O frio, a preocupação em não errar com a câmera e a dor nas costas por passar horas de pé suportando todo o equipamento não lhe permitiram emoção.

Intimidade na cafeteria

“Só quando eu cheguei à ilha de edição e coloquei a fita para rodar que pude sentir na pele”, recorda. “Eu acabei assistindo ao discurso numa cafeteria, porque de onde eu estava não veria nada. E isso rendeu um clima de intimidade com os frequentadores do lugar, algo muito emocionante”.

Naquele dia, ao sair da tal cafeteria, o ator não se deu por satisfeito. Já era fim de tarde, caía a noite e a exaustão lhe subtraía o ânimo, mas decidiu voltar ao lugar para uma última rodada de depoimentos e uma tentativa, a princípio ilusória, de encontrar algum modo de chegar mais perto do presidente.

Ao percorrer o extenso gramado em frente ao Capitólio, observou um portão semiaberto que poderia lhe dar acesso a uma área totalmente isolada. Não titubeou e abusou do descuido alheio.

“Tomei coragem e entrei. Lá, tinha uma senhora escutando o discurso num radinho de pilha. Ela ficava repetindo para mim o que Obama dizia”, conta. “Chegou uma hora que eu estava acabado e queria ir embora, mas decidi ficar em pé por mais algumas horas, esperando alguma chance de vê-lo, uma surpresa qualquer, enquanto filmava quem estava ali comigo. E aí, do nada, Obama surgiu a menos de 30 metros de distância. Não acreditei naquilo. Se eu tivesse conseguido uma entrada, nunca conseguiria estar tão próximo”.

Apesar da perseguição à moda groupie, o ator deixa claro que a admiração que deposita não escorrega em idolatria desmesurada, ingenuidade eufórica e muito menos numa paixão alienada por Obama. Tem a exata noção de que o presidente “defende os interesses do seu país, como qualquer líder de governo”, diz. Mas não deixa de enaltecer o salto que sua assunção ao poder representa para um país que viveu sob a “ignorância e radicalidade do governo republicano de George Bush”.

“Ele é americano e tem seus valores, mas tenho uma identificação com a sua origem, sua postura e honestidade. Como ele mostrou numa recente entrevista ao David Letterman”, cita.
Nos primeiros 100 dias em que esteve no poder, o governo Obama registrou umas das mais expressivas percentagens de aprovação da história americana. Prestes a completar um ano de mandato, uma pesquisa divulgada no início desta semana revelou parcos 53% de análise positiva. Uma queda vertiginosa que, em alguns casos, já orbita entre 52% de reprovação, contra 46% de aprovação. As críticas ao desempenho de Obama, porém, pouco abalam as convicções do ator.

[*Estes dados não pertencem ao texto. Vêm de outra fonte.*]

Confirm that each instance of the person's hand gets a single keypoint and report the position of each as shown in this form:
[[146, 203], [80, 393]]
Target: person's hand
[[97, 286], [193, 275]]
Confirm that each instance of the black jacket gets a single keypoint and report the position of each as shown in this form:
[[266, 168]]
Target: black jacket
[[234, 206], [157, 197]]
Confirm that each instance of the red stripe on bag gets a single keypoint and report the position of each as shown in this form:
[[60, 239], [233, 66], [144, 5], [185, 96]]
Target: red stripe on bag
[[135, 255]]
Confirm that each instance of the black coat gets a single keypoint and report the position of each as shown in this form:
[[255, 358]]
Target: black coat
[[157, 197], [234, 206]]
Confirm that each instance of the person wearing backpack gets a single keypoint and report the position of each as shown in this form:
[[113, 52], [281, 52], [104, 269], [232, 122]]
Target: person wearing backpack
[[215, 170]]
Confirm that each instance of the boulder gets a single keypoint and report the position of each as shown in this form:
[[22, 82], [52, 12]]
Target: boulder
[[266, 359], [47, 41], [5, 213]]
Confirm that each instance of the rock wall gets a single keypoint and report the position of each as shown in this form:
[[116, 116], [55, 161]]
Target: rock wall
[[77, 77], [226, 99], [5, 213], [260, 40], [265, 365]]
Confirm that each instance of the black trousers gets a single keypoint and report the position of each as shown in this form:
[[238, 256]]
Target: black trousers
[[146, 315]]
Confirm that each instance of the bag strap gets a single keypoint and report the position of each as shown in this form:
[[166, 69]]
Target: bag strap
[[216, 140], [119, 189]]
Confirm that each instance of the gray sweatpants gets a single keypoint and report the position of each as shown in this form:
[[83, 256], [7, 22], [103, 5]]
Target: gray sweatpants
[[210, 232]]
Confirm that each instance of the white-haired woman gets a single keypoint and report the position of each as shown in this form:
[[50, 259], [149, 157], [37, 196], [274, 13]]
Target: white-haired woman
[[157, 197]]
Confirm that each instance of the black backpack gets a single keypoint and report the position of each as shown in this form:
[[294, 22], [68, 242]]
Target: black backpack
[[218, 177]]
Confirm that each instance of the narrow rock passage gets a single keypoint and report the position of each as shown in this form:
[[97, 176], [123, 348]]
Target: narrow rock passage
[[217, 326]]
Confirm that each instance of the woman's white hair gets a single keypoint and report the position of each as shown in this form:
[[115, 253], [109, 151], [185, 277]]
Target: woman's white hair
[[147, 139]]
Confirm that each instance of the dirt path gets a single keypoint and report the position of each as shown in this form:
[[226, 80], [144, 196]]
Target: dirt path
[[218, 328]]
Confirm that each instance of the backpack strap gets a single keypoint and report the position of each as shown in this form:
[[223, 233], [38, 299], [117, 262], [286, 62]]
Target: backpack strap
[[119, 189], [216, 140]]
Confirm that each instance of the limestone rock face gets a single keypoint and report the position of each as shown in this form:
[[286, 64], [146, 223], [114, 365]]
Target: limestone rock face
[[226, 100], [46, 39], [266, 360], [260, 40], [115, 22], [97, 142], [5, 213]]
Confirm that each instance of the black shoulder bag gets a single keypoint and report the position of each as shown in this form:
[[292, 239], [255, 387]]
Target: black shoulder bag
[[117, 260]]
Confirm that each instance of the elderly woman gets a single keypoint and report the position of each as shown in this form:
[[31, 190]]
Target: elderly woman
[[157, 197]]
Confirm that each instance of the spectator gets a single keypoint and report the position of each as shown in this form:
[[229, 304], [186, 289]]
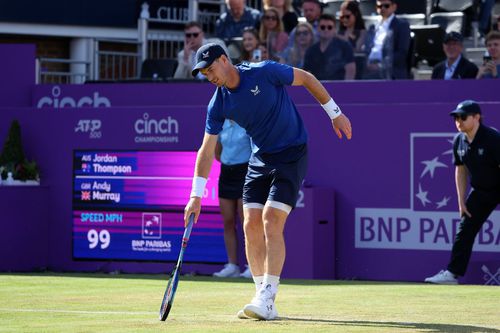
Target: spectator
[[491, 64], [237, 17], [193, 40], [304, 38], [331, 58], [387, 45], [476, 155], [352, 25], [285, 10], [455, 66], [264, 53], [272, 32], [233, 151], [250, 45], [311, 10]]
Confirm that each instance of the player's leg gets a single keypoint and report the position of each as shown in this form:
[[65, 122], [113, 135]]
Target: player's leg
[[228, 209], [289, 168]]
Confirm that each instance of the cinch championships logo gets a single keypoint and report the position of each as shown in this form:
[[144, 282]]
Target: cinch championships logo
[[163, 130], [57, 101]]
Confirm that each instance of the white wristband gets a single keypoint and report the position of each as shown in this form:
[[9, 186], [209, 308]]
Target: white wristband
[[198, 187], [332, 109]]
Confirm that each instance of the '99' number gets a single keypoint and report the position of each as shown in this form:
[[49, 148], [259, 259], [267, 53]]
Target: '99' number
[[95, 237]]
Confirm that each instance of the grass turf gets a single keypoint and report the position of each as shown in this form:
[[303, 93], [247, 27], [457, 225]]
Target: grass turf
[[49, 302]]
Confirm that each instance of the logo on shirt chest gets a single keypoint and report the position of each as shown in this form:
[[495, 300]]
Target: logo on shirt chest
[[255, 91]]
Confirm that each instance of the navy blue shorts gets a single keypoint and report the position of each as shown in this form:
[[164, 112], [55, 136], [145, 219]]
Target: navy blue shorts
[[276, 176], [231, 180]]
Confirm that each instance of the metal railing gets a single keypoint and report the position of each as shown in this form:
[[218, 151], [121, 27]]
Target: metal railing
[[118, 59], [111, 64], [62, 71]]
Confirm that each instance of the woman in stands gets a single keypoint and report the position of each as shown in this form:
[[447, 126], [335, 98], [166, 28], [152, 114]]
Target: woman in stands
[[352, 25], [286, 13], [304, 38], [491, 64], [272, 32], [250, 45]]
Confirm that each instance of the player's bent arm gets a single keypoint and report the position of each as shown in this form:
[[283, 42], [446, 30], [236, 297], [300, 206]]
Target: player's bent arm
[[461, 185], [311, 83], [340, 122], [204, 160]]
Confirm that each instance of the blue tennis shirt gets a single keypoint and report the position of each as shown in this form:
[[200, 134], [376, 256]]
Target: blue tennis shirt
[[261, 105]]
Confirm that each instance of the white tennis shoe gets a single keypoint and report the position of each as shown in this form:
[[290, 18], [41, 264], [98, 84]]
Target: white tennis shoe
[[229, 270], [247, 274], [262, 306], [443, 277]]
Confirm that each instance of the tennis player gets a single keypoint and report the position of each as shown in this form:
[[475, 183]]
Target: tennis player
[[254, 96]]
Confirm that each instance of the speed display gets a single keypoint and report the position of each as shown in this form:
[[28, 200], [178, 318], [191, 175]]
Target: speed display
[[128, 205]]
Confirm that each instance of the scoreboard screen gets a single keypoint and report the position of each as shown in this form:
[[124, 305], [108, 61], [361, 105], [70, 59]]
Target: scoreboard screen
[[128, 205]]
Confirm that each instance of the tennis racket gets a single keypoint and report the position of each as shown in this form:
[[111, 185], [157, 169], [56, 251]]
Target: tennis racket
[[168, 297]]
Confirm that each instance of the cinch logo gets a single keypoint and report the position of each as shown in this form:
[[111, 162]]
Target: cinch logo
[[58, 102], [153, 126]]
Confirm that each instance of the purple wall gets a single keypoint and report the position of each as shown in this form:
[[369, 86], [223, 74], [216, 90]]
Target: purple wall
[[383, 231], [17, 62]]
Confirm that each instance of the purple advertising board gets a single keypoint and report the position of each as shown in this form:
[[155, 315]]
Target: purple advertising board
[[395, 205]]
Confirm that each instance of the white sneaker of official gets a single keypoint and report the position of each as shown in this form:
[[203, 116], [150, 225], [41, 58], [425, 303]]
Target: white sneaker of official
[[443, 277], [247, 274], [229, 270], [262, 306]]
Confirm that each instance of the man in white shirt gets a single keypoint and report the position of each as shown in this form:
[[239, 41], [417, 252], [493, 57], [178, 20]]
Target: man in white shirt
[[455, 66], [387, 45]]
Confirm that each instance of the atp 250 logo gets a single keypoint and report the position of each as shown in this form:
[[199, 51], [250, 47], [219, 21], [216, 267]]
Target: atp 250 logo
[[90, 126]]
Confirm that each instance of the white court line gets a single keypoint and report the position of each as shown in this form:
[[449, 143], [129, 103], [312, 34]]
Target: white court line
[[79, 311]]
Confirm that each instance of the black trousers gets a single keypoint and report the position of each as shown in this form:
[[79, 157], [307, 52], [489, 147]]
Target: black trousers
[[480, 205]]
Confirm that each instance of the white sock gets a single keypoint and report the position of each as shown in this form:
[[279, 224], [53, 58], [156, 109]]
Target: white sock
[[273, 280], [258, 281]]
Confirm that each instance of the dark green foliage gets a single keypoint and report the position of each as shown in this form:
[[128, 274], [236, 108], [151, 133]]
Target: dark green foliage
[[12, 158]]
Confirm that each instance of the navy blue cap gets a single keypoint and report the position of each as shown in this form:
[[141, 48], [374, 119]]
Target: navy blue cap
[[206, 55], [466, 107]]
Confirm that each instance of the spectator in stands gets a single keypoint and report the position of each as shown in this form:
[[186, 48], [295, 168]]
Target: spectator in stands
[[285, 10], [237, 17], [251, 43], [352, 25], [484, 16], [331, 58], [455, 66], [233, 150], [272, 32], [311, 10], [264, 54], [491, 64], [387, 45], [304, 38]]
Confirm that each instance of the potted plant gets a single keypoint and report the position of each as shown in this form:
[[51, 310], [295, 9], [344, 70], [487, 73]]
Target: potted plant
[[15, 168]]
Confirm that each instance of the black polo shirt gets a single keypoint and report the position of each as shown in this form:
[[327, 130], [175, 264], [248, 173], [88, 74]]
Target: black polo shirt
[[481, 157]]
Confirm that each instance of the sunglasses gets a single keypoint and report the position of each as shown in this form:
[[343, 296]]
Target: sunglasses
[[192, 34], [462, 117], [270, 18], [324, 27], [384, 5], [302, 33]]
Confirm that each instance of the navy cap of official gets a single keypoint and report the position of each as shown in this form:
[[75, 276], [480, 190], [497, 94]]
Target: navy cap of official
[[466, 107], [453, 36], [206, 55]]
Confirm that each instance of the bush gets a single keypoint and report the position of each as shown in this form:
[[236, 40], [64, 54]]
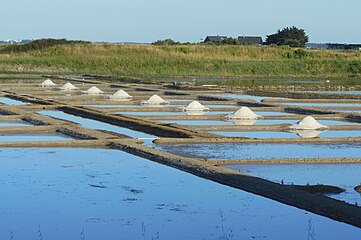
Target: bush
[[165, 42], [38, 45]]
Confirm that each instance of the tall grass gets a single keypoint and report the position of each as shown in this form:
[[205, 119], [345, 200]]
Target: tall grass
[[185, 61]]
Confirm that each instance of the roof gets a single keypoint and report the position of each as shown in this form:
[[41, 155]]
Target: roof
[[215, 39], [250, 40]]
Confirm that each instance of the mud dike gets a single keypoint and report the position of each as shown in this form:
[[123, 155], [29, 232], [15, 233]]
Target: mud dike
[[31, 105]]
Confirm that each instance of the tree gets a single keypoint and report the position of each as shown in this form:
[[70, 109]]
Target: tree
[[230, 41], [293, 37]]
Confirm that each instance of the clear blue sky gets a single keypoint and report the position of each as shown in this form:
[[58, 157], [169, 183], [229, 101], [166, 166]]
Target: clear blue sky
[[182, 20]]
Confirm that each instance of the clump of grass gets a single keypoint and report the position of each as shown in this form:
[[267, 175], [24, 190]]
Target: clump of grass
[[154, 62]]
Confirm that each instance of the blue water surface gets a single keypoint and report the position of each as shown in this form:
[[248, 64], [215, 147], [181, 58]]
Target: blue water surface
[[107, 194]]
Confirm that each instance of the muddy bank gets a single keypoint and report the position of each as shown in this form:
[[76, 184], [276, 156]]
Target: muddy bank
[[286, 161], [161, 130], [319, 189], [253, 140], [318, 204]]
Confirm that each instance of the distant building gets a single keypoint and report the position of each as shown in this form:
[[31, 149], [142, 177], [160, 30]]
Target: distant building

“O Betinho já dizia, 'quem tem fome, tem pressa'. Então, encaro como natural toda essa urgência. É um país em crise, que plantou o que está colhendo. Ele está no olho do furacão”, teoriza. “É claro que a euforia pela troca de governo não ia se sustentar até o fim. Ele sabe que não pode fazer tudo o que planeja de uma hora para a outra”.

Provocação e reflexão

O flerte com a política não flui à toa do discurso do ator baiano. Está vinculado às suas raízes, ao engajamento social como integrante do Bando de Teatro Olodum, grupo que o formou. Da arte à política, Lázaro se entrega à missão de explorar novas e diversas facetas. Fascínio que, na condição de ator, o faz vestir a capa de personagens diversos. Tanto os considerados alternativos, como o violento Madame Satã, no filme homônimo dirigido por Karim Aïnouz; e o jovem Deco, em Cidade Baixa, de Sérgio Machado, quanto os mais populares, como o cômico Foguinho, que pintou as telas em Cobras & lagartos, e o Roque, da nova temporada da série Ó paí, ó, que estreia na sexta-feira.

“Meu barato é a diversidade. Vou do alternativo ao popular, sem pudores. Gosto de caminhar entre opostos, porque as pessoas insistem em rotular e eu não quero me acomodar. Gosto de ser tudo e quero ser tudo, sempre buscando qualidade e respeito aos diálogos que marcam a minha trajetória”, explica. “Vejo que alguns produtos se posicionam apenas como um painel de intenção política e perdem a oportunidade de gerar pensamento. E não acho que seja uma obrigação vincular arte à política. No meu caso, tenho, sim, interesse por temáticas sociais e acho que a arte ainda tem grande poder como instrumento de provocação e reflexão”.